Ah, et maintenant que l’impératif ESG (si louable dans sa formulation, si flexible dans son application) nous enveloppe tous de son manteau de bonnes intentions, quel déploiement ! On déclame les principes avec une conviction qui persuaderait presque, tandis que, parallèlement, on explore avec une admirable expertise les méandres interprétatifs qui permettent à l’essence des choses de demeurer, disons, inchangée, sous un vernis de modernité responsable.

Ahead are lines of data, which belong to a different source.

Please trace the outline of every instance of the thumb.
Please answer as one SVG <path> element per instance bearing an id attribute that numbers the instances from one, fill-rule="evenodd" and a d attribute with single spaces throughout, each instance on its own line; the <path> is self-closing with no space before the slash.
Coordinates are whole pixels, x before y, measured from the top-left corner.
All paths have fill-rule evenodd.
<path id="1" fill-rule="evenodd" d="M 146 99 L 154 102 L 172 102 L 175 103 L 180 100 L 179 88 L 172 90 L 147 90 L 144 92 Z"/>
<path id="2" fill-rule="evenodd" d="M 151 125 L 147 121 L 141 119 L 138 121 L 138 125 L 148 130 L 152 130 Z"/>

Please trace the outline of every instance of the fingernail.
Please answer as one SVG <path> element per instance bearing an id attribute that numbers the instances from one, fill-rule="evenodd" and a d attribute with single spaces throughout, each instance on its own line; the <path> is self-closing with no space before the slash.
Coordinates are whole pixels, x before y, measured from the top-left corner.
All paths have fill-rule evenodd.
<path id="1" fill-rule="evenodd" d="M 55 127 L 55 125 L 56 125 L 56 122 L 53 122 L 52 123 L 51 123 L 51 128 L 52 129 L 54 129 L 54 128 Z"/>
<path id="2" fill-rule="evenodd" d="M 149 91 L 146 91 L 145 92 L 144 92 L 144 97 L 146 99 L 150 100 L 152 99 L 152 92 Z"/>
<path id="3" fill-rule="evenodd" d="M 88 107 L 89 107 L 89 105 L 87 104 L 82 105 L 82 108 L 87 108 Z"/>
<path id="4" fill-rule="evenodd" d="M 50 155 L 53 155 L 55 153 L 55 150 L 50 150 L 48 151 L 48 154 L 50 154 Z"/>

L’économie d’énergie, ce concept si terre-à-terre et parfois si insaisissable, cet engagement qui exige plus qu’une simple note dans le rapport annuel, demeure, pour certains entrepreneurs ou CEO, une sorte d’abstraction philosophique, intéressante pour un débat, mais d’implémentation complexe lorsque la feuille de calcul trimestrielle réclame son dû.
Faire des économies d’énergie est un état d’esprit, une conviction qui, oserais-je dire, ne s’épanouit pas toujours avec la même intensité à tous les échelons hiérarchiques de l’entreprise et de l’industrie. En substance, et pardonnez ma franchise, c’est vouloir le faire avec une détermination qui transcende la simple conformité formelle.
Et c’est ici que ma modeste personne, celle de la « perle noire rare » (expert en énergie), entre en scène, non sans une certaine pompe cérémonielle. L’objectif ? On pourrait spéculer qu’il ne s’agit pas tant d’une quête fébrile de l’efficacité en soi, mais plutôt de la nécessité de projeter une certaine image auprès de vous, oui, vous Messieurs les investisseurs, ultimes gardiens du capital et, vraisemblablement, du bon jugement.
Je suis, en quelque sorte, la preuve visible d’un engagement ou, du moins, de l’intention que cet engagement soit perçu. Un élément décoratif, une perle noire rare si l’on veut, dans la grande tapisserie de la gouvernance d’entreprise.
Mais permettez-moi, avec toute la déférence qui s’impose et sans vouloir troubler l’harmonie de vos bilans, de soulever une réflexion, presque un murmure entre bilans et projections : Se pourrait-il que l’évaluation initiale de ces entités, pour laquelle vous avez déboursé des sommes considérables, s’appuierait sur certaines attentes en matière de durabilité et d’efficacité qui, observées depuis la praxis quotidienne, révèlent une, disons, mise en œuvre plus nuancée que ce que l’on aurait pu déduire des présentations préliminaires ? On pourrait se demander, dans la plus pure intention analytique, s’il existe une adéquation parfaite entre le prix payé et la valeur intrinsèque ajustée par le degré réel d’adoption de ces nouvelles sensibilités opérationnelles. Car, de mon humble point de vue sur le terrain, l’application des politiques ESG tant vantées, du moins dans leur volet énergétique tangible, semble acquérir des contours plutôt éthérés. On pourrait dire que son exécution pratique ne reflète pas toujours la robustesse de sa formulation théorique. On perçoit une certaine dissonance.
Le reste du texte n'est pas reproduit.